When surgeons need the best view possible, they rely on almost invisible support systems. Among them, highly flexible and environmentally friendly PURAVIS® glass optical fibers, recently awarded with the German Innovation Award. Karen Holst, Senior Product Manager for Medical at SCHOTT Lighting and Imaging, is an expert on high performance fibers and explains how they efficiently bring light to the right place in or on the human body.
How did the idea for PURAVIS® come about?
Our goal was to produce high-performance fiber optics that, on the one hand, provide particularly high light transmission and, on the other hand, meet growing environmental requirements. We achieved that with a unique glass formulation that eliminates the heavy metal lead and uses a newly developed production process without the refining agents of arsenic and antimony. That is how our “green” PURAVIS® fibers were born.
Where is light transmission important?
Especially in medical applications, white light is essential. For instance, it ensures that inflamed tissue appears in the corresponding color on the display, which provides the surgeon with important information and, ideally, greater diagnostic certainty. Since we use carefully selected raw materials for our glass fibers, the transmission of white light is up to ten percent higher. Light is therefore transmitted without loss and even whiter than with conventional optical fibers.

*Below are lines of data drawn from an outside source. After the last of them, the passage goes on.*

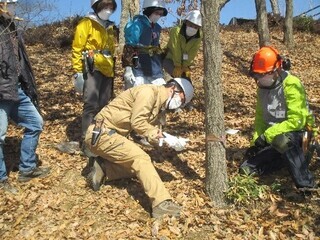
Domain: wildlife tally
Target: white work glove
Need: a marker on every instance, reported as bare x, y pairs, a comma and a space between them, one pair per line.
78, 82
129, 77
177, 143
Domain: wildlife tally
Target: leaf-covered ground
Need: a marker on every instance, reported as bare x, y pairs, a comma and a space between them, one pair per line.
61, 206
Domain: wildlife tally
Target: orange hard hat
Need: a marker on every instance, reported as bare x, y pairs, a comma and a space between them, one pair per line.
266, 59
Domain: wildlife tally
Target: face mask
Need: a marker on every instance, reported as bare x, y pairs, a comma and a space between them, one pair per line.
154, 17
174, 102
265, 81
8, 11
190, 31
104, 14
11, 8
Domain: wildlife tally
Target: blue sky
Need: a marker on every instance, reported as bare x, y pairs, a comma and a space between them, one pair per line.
235, 8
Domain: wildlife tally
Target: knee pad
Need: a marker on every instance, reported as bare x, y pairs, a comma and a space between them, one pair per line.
282, 142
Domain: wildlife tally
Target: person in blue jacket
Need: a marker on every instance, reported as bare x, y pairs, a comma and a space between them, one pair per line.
142, 38
284, 125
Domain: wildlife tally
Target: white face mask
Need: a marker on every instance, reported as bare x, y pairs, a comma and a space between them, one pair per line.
174, 102
104, 14
266, 81
190, 31
154, 17
9, 10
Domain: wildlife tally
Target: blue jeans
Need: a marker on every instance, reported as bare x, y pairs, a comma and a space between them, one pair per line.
24, 114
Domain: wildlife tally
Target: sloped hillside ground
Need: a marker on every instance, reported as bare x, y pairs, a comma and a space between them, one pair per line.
63, 207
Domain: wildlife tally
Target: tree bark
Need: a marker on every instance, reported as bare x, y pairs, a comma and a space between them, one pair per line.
275, 7
262, 22
288, 25
216, 168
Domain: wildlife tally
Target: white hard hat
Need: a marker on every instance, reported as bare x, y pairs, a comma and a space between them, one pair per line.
93, 2
113, 2
155, 4
194, 16
186, 87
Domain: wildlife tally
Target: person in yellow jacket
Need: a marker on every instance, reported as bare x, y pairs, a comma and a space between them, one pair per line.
184, 43
136, 109
92, 59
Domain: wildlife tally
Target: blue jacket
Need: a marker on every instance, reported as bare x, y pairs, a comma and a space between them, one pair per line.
140, 32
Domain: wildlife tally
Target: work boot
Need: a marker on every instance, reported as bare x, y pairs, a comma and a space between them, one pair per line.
5, 185
166, 207
87, 169
96, 177
38, 172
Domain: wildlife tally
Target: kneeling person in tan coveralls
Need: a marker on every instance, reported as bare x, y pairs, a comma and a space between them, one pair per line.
136, 109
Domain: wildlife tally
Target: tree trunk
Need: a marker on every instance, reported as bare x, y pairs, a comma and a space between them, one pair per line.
129, 8
262, 22
216, 168
275, 7
288, 25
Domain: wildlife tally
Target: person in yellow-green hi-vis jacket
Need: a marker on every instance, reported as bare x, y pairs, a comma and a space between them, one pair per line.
93, 48
282, 121
184, 43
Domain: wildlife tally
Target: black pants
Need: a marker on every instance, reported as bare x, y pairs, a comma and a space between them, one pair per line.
97, 94
268, 160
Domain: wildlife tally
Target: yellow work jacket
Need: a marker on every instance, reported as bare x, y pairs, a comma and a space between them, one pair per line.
137, 109
90, 34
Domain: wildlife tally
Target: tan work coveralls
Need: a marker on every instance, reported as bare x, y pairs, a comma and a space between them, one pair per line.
135, 109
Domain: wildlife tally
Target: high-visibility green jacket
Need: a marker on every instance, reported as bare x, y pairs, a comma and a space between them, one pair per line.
178, 45
282, 109
94, 34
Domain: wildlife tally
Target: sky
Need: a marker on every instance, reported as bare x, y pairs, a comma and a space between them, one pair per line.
235, 8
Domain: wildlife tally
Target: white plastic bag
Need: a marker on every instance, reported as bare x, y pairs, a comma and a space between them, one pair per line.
177, 143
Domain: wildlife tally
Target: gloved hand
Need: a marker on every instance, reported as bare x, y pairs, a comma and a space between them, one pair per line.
177, 71
261, 142
78, 82
177, 143
129, 77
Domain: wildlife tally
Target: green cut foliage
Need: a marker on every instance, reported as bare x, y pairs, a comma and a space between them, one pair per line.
244, 189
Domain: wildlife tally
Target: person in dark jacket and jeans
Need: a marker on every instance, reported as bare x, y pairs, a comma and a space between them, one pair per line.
18, 100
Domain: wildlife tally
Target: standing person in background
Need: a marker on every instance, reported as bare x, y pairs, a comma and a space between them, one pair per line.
184, 43
142, 54
92, 58
136, 109
284, 124
18, 99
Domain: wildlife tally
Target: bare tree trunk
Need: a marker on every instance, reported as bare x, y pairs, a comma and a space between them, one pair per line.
216, 168
129, 8
262, 22
288, 25
275, 7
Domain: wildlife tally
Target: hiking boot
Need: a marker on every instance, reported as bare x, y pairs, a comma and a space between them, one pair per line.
308, 190
87, 169
38, 172
166, 207
96, 177
5, 185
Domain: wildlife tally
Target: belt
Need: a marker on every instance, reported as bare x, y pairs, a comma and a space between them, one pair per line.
104, 130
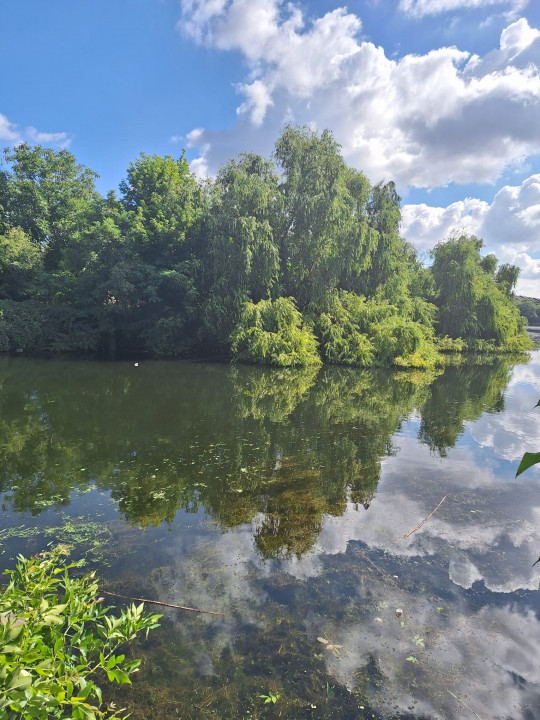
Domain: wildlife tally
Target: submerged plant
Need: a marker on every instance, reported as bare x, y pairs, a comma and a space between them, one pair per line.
57, 642
270, 698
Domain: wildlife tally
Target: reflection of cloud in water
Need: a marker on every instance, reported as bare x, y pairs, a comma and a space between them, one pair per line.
483, 539
489, 659
515, 431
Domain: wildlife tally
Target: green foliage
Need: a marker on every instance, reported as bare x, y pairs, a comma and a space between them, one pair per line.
530, 308
241, 255
20, 262
323, 233
57, 641
338, 328
353, 331
472, 305
528, 459
273, 333
167, 268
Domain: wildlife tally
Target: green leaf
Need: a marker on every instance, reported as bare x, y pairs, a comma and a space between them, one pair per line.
21, 679
527, 461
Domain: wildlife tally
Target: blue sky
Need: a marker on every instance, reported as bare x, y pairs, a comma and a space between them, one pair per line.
442, 96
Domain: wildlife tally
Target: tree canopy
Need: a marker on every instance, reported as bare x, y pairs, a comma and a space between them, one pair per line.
284, 261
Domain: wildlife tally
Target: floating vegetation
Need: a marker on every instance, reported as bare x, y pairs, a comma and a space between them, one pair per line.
85, 536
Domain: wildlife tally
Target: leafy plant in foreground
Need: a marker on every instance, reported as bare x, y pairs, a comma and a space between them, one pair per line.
528, 459
57, 641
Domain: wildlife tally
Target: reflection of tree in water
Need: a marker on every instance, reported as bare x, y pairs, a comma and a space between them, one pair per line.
282, 448
461, 394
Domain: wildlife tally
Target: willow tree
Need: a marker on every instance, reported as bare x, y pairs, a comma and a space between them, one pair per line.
323, 232
241, 262
474, 305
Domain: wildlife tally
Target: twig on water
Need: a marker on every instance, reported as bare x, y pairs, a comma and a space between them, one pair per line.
158, 602
463, 703
420, 525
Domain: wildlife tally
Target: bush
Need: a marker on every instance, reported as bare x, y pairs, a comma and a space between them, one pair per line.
57, 641
273, 333
341, 339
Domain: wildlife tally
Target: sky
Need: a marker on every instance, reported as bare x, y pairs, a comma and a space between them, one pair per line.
441, 96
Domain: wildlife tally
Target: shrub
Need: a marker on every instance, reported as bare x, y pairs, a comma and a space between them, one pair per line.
57, 641
274, 333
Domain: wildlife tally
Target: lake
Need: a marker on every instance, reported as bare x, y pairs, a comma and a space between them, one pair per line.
306, 506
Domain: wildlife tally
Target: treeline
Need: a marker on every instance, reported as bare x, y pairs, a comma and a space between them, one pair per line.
530, 309
282, 262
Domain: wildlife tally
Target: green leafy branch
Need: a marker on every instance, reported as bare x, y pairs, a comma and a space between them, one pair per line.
57, 641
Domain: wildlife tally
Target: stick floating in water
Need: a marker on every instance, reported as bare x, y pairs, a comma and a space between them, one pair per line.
158, 602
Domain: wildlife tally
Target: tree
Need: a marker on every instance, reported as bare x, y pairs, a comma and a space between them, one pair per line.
507, 277
472, 305
49, 195
241, 261
20, 263
323, 233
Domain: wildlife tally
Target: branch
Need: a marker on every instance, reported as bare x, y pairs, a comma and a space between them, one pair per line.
157, 602
420, 525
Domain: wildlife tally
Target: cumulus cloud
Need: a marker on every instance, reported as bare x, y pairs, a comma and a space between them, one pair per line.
509, 226
12, 134
422, 120
8, 131
419, 8
40, 138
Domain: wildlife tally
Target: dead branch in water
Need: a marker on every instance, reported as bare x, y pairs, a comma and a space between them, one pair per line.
420, 525
158, 602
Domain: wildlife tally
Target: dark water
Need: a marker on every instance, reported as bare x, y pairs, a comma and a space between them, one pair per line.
282, 499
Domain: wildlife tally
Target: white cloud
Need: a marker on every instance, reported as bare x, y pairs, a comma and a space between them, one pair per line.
258, 99
10, 133
36, 137
419, 8
422, 120
509, 226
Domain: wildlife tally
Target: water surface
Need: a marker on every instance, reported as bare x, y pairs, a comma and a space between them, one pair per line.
286, 500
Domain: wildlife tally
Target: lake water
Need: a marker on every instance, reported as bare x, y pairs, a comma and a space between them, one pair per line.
286, 501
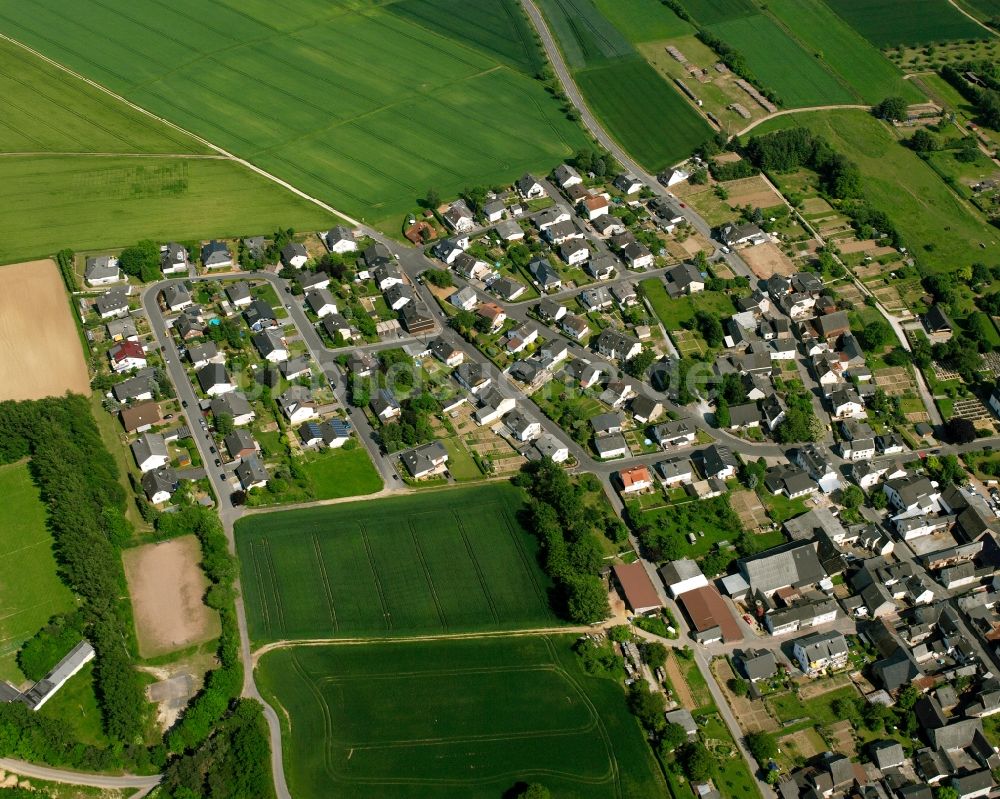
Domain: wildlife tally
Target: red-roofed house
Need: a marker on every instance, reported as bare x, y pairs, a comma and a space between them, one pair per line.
636, 588
127, 355
635, 480
710, 615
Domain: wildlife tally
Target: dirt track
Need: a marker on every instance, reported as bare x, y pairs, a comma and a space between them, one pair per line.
42, 356
166, 586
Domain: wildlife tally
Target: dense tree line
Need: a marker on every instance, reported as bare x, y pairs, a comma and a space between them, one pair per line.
222, 685
233, 763
78, 482
572, 554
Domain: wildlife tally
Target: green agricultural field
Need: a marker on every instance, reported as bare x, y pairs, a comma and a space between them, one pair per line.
942, 230
710, 12
86, 202
650, 120
674, 312
30, 591
441, 561
505, 34
870, 74
780, 64
342, 473
362, 106
647, 116
44, 110
585, 35
644, 20
454, 719
886, 23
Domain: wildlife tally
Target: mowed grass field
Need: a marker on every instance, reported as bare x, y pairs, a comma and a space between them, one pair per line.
30, 591
86, 202
441, 561
644, 20
778, 61
886, 23
710, 12
895, 180
360, 105
458, 719
870, 74
644, 113
42, 109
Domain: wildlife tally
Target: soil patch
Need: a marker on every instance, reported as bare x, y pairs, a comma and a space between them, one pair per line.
42, 356
766, 260
166, 585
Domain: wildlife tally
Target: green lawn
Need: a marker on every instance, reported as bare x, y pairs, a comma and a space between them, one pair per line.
781, 508
887, 23
647, 116
895, 180
454, 720
709, 12
342, 473
788, 707
643, 112
870, 74
45, 111
644, 20
780, 64
460, 461
87, 202
76, 707
674, 312
30, 591
352, 102
447, 560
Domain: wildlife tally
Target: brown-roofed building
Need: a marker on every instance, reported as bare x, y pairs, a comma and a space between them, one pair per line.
637, 589
710, 616
140, 418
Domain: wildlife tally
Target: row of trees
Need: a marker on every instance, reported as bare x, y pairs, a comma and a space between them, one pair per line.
572, 554
78, 481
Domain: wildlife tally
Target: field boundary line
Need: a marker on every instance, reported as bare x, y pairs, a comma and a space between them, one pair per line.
615, 772
265, 608
476, 567
273, 579
525, 562
427, 574
292, 643
327, 590
378, 582
242, 161
67, 154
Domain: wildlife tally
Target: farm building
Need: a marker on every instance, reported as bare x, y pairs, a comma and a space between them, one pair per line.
636, 588
709, 615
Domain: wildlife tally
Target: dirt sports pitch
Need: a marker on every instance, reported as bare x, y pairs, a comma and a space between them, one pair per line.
42, 356
166, 585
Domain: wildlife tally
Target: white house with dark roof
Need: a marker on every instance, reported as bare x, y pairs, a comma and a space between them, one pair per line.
294, 255
102, 270
216, 255
340, 239
321, 302
150, 452
529, 188
174, 259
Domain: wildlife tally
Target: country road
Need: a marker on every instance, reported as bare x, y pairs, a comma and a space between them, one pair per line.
67, 777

What other advantages do glass optical fibers offer for medical technology?
In medical technology, flexible optical fibers are used for light transmission within endoscopes. The light source can be either combined with an external light source or with an integrated LED light source on the instrument. In both cases, the heat-intensive generation of light is decoupled from the area where it is needed. This is particularly important in applications that require strong light sources that radiate a corresponding amount of heat. Another advantage of optical fibers is that they are built into the endoscopes in thin flexible bundles. These automatically fit into existing gaps during the production process, enabling very small outer diameters, especially for rigid endoscopes.
What does the future of PURAVIS® look like?
The trend towards minimally invasive, robot-assisted surgery requires ever thinner, more powerful endoscopic light guides. Thanks to an improved numerical aperture, the light guides absorb more light to start with. At the same time, low attenuation in the visible range results in higher light yield at the end of the light guide. This means that light can also be transmitted to the patient’s body over longer distances without loss. PURAVIS® glass optical fibers enable new illumination methods such as photodynamic diagnostics or fluorescence applications for early detection of gastroenterological and dental cancer. The future of PURAVIS® fibers looks bright indeed.